The G Pad stands at 216.8 x 126.5 x 8.3 mm and has a weight of 338 grams, so it’s a tiny, lightweight tablet and handling it is a piece of cake. Its size and weight make it ideal for being carried around all day long without feeling like a brick or something like that.
The G Pad’s build quality is splendid, having a thin aluminum unibody that impresses with its elegance and premium look.
The G Pad is home for an 8.3 inches capacitive touchscreen that has a resolution of 1920 x 1200 pixels and a pixel density of 273 ppi. The G Pad is the first 8-inch tablet to have a FULL-HD screen. LG brags about this display, which is one of the key selling points of the device that is better than Samsung’s AMOLED screens, in terms of color reproduction.
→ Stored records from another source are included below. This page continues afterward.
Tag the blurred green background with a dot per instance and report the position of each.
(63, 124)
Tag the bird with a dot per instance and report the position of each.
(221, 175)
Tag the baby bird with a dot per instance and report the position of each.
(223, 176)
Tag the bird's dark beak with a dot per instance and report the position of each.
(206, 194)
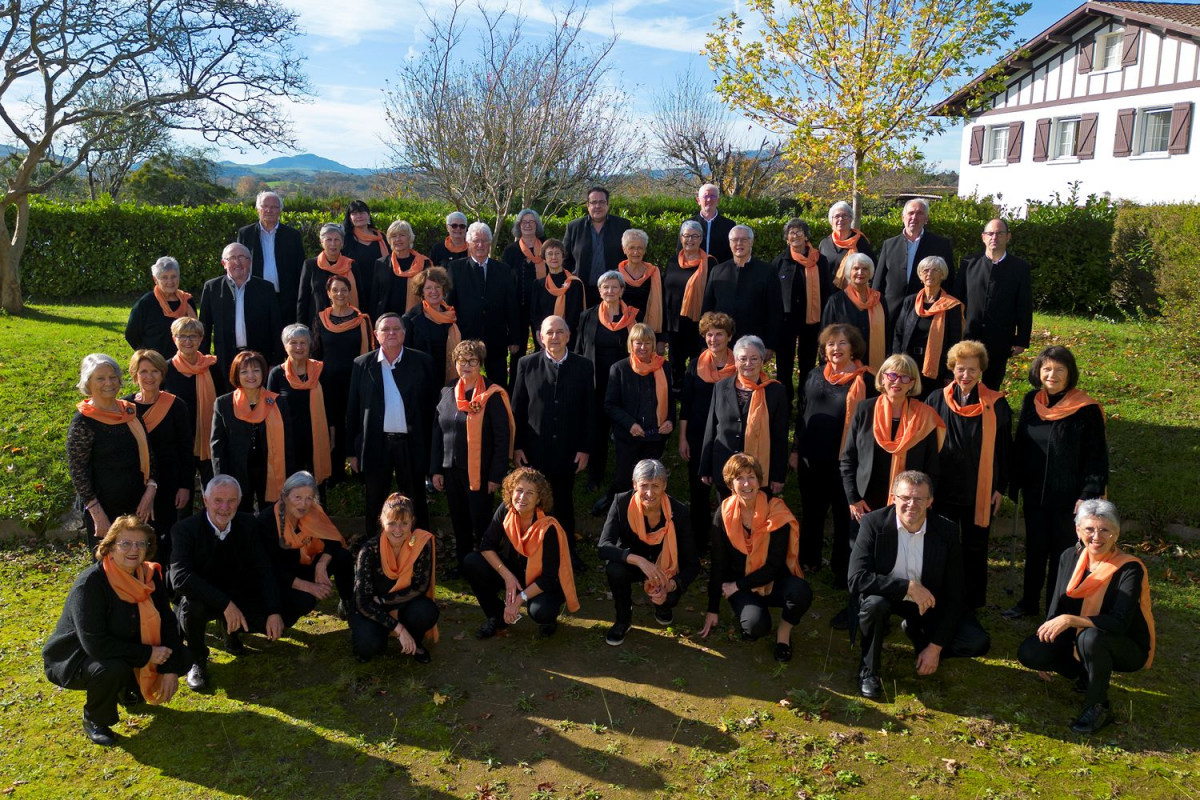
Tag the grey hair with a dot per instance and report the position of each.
(294, 330)
(521, 215)
(649, 469)
(165, 264)
(89, 365)
(1098, 509)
The battery of the G-Pad is a 4600 mAh non removable unit, a tad smaller than the one used in their last tablet, but it’s perfectly adequate for the droid, providing for about 7 hours of heavy usage, i.e. web browsing and videos.
At the software department, the G Pad holds support for Android v4.2.2 Jelly Bean and the interface has been customized by LG, being very friendly and intuitive, so browsing through it will go smooth and pleasant.
When it comes to hardware, the G Pad holds a Qualcomm Pro Snapdragon 600 chipset, having a quad-core 1.7 GHz Krait 300 processor, 2 GB of RAM and 16 GB of internal storage which can be expanded with a microSD card of up to 64 GB.
For snapping pictures, the tablet holds a 5 MP camera that captures stills with a maximum resolution of 2592 x 1944 pixels and features face detection, touch focus, geo-tagging and so on and shoots 1080p videos at 30 fps.
A front-facing 1.3 MP camera is also on board and produces 720p videos.
The photos and videos produced by the G Pad are very good, with accurate colors and good amount of resolved detail (for a 5 MP snapper, at least).
Some handy software features found in the G Pad’s basket full of goodies are Slide Aside for moving between apps by sliding, KnockOn, which unlocks the tablet when you tap its screen twice, QSlide, which enables you to control three applications in the same window, QPair – connects your tablet to another Android device which also has the application installed and allows you to see the notifications received on your phone.
In terms of connectivity, the G Pad comes packed with dual band Wi-Fi a/b/g/n, featuring Wi-Fi Direct, Wi-Fi Hotspot, Bluetooth and Miracast wireless display. The Wi-Fi direct thingy allows various devices (up to eight smartphones/tablets/whatever) to connect to each other without the need of a hotspot, and the best thing is that only one of them must feature this technology (Wi Fi Direct I mean).
Thanks to its ample screen and GPS sensor with A-GPS, you will enjoy using your G Pad instead of a dedicated navigation tool, courtesy of voice guided navi offered by Google Maps with Street View.
Bottom line, the LG G Pad is one of the most interesting Android running tablets available on the market today. Having an excellent display, a cool design and an impressive build quality, also being one of the few tablets in this form/factor (under 9 inch) that offers a full HD resolution, it makes for a “must have” if you’re a droid head.